Key instruments expected to be introduced in Uzbekistan include:

  • Murabaha — instalment-based sale of goods with a fixed markup;
  • Mudaraba — profit-sharing investment partnership;
  • Wakala — agency-based fund management model;
  • Salam — advance payment for future delivery of goods;
  • Musharaka — joint financing of projects;
  • Ijarah — Islamic leasing model.

To regulate the new segment, a Shariah Finance Council is being established under the Central Bank, responsible for setting standards and rules. Similar structures are also expected to be introduced within commercial banks.

The law also provides tax incentives, including VAT exemptions on certain margins and the alignment of Islamic leasing with financial leasing standards.

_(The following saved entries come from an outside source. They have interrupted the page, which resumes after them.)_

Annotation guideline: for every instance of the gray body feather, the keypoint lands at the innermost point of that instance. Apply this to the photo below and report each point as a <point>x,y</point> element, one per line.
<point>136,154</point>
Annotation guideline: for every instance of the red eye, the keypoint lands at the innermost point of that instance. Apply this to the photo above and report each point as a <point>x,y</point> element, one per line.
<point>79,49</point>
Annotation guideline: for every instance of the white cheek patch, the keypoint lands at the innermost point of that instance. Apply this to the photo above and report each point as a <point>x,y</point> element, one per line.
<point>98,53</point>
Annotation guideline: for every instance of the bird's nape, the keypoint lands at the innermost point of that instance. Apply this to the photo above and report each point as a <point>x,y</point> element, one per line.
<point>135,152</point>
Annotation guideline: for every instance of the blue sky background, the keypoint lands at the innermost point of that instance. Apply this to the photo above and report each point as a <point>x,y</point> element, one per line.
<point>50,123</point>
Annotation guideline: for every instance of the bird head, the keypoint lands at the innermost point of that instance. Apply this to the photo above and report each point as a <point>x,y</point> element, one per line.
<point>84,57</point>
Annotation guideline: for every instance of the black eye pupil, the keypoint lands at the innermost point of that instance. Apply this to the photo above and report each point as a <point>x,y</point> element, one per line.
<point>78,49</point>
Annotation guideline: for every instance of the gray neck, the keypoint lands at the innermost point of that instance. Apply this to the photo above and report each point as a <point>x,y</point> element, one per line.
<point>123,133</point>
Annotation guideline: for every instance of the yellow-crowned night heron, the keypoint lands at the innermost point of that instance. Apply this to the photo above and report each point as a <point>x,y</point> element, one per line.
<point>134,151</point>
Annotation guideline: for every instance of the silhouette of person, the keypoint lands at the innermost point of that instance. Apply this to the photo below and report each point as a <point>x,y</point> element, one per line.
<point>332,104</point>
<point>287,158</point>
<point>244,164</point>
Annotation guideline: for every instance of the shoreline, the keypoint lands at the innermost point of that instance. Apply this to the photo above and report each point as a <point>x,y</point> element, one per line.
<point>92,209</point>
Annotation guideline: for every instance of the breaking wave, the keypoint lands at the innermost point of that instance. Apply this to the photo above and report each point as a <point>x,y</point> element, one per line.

Islamic finance development in Central Asia

Islamic banking is already developing actively across the region. According to the Eurasian Development Bank, total Islamic finance assets in Central Asia could reach $6.3 billion by 2033, while sukuk issuance may reach $5.6 billion.

Kazakhstan remains the regional leader in Islamic finance. In March 2026, the regulator approved the establishment of a subsidiary of Abu Dhabi Commercial Bank (ADCB), which is already implementing its second project in the country. In January 2026, a new banking law was also signed, including a dedicated section on Islamic banking development.

Kyrgyzstan was the first country in the region to introduce Islamic financial principles. The first Islamic bank was launched back in 2006. By the end of 2025, six commercial banks were offering Islamic financial services, with total financing reaching 19.2 billion som. The legal framework was established in 2009, and in 2026 the regulator continued to update the sector’s regulations.

Prospects for Uzbekistan

Uzbekistan is building its Islamic banking framework based on the experience of neighbouring countries. The relevant provisions are already embedded in the “Uzbekistan–2030” strategy, confirming the direction at a national level. The first Islamic “windows” in conventional banks are expected to appear as early as this year.

More broadly, the region is moving towards a new investment ecosystem. Islamic finance is gradually becoming a tool both for mobilising domestic capital — including through the participation of religious populations — and for attracting foreign investment, particularly from Gulf countries.